A lucky find at an Edinburgh car boot sale has turned into one of the most fascinating Grand Theft Auto discoveries in years. For just £5, a gamer picked up what looked like an old Xbox 360 development console. After taking it home and digging deeper, they realized it wasn’t a normal retail system at all, but an Xbox 360 XDK (development kit) labeled “Rockstar North Ltd.” And sitting on its hard drive was something no GTA fan expected to see in 2026: a massive 118GB beta build of Grand Theft Auto IV dated November 2007.

The buyer, known as Janamatant, shared photos and details with the GTA community after discovering the console was running a developer operating system and included a 120GB drive. What made the story explode is that the drive reportedly contained a single huge file: an early GTA IV build from late 2007, months before the game’s release. The archive was later shared online, and fans quickly began combing through the files, calling it one of the biggest breakthroughs in the long-running hunt for GTA IV beta content.

As people began exploring what’s inside, the early findings pointed to major features and assets that never reached the final version of GTA IV. One of the most notable is an early ferry system. Longtime fans may remember boats appearing in early trailers, sparking years of speculation about how Liberty City’s waterways were originally meant to work. The beta build appears to include full models and textures for ferries designed to transport NPCs across the map, suggesting this wasn’t just a concept but an active feature deep enough into development to be playable or close to it.

It isn’t only transportation that looks different. The beta also reportedly includes radio-related assets that hint at a substantially altered in-game soundtrack plan, including an unreleased list of radio stations along with songs and DJ lines that didn’t make it into the launch version. For a game as defined by its radio stations as GTA IV, even small differences are the kind of detail fans love to study and compare.

The most talked-about discovery, however, is the one GTA players have debated for years: evidence of a zombie mode. The beta build includes early zombie models, animations, hospital beds, and references suggesting a scrapped minigame labeled “Z: Resurrection.” For many fans, this is the closest thing yet to confirmation that Rockstar experimented with a zombie-themed gameplay idea during GTA IV’s development—something that always sounded plausible but lacked hard proof.

Adding to the credibility of the find, Rockstar’s former technical director Obbe Vermeij confirmed that the Xbox 360 development kit is legitimate. He also backed up the story around the ferry system, explaining it was cut late because it created too many problems with pedestrian and vehicle behavior, along with physics and collision issues caused by NPCs and cars effectively sitting on a moving vehicle. Even though the ferries appeared in a trailer, the team decided it was safer to remove them than risk unpredictable gameplay.

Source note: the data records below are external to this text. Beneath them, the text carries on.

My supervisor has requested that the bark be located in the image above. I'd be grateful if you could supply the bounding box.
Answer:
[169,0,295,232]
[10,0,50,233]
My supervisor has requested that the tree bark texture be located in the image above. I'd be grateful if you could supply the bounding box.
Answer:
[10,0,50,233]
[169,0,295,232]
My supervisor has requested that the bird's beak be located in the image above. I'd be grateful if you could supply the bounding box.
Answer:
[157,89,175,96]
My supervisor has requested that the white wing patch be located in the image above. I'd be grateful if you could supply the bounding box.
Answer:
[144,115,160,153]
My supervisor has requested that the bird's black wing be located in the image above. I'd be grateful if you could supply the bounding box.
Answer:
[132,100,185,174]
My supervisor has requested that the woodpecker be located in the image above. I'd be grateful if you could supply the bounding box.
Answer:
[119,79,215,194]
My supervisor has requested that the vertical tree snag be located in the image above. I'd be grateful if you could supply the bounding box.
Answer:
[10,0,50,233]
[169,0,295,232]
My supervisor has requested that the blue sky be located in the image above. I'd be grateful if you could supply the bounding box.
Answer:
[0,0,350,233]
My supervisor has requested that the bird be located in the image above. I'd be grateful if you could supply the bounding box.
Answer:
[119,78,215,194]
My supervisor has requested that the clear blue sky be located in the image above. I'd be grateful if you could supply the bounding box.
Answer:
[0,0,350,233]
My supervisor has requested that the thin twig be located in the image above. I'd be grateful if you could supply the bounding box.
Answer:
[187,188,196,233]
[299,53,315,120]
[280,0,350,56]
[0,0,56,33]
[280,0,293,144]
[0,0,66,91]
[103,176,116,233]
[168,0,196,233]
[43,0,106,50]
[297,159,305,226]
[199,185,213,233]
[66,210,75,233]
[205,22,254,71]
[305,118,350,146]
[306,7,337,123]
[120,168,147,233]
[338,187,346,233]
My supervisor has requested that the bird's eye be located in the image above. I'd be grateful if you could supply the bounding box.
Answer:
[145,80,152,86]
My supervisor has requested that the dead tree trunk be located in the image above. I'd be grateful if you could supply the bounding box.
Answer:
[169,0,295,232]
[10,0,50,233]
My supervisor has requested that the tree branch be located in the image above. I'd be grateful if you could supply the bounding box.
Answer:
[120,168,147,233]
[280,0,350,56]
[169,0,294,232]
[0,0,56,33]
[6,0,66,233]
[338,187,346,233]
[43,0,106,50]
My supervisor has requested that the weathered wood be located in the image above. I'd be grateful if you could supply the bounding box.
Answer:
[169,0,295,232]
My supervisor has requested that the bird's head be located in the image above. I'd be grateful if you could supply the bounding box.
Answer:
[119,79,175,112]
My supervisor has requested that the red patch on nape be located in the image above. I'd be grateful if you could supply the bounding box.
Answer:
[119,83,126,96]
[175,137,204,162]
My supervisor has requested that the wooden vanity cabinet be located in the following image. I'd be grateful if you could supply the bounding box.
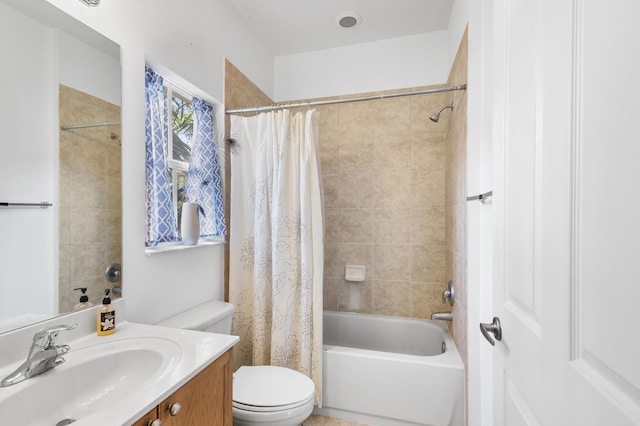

When it came to the zombie content, Vermeij was far more cautious, describing the zombies as an internal test rather than a fully planned feature. Still, the presence of so many related assets in the 2007 beta build is enough to fuel renewed debate about what “Z: Resurrection” might have looked like if it had progressed further.

For the GTA community, discoveries like this are rare because they offer a genuine time capsule: a snapshot of how a landmark open-world game evolved before release, complete with ambitious systems, alternate audio plans, and experimental modes that never saw the light of day. As fans continue to analyze the files, more differences and cut features may surface—making this £5 Xbox 360 dev kit purchase one of the most unexpected and valuable finds in Grand Theft Auto history.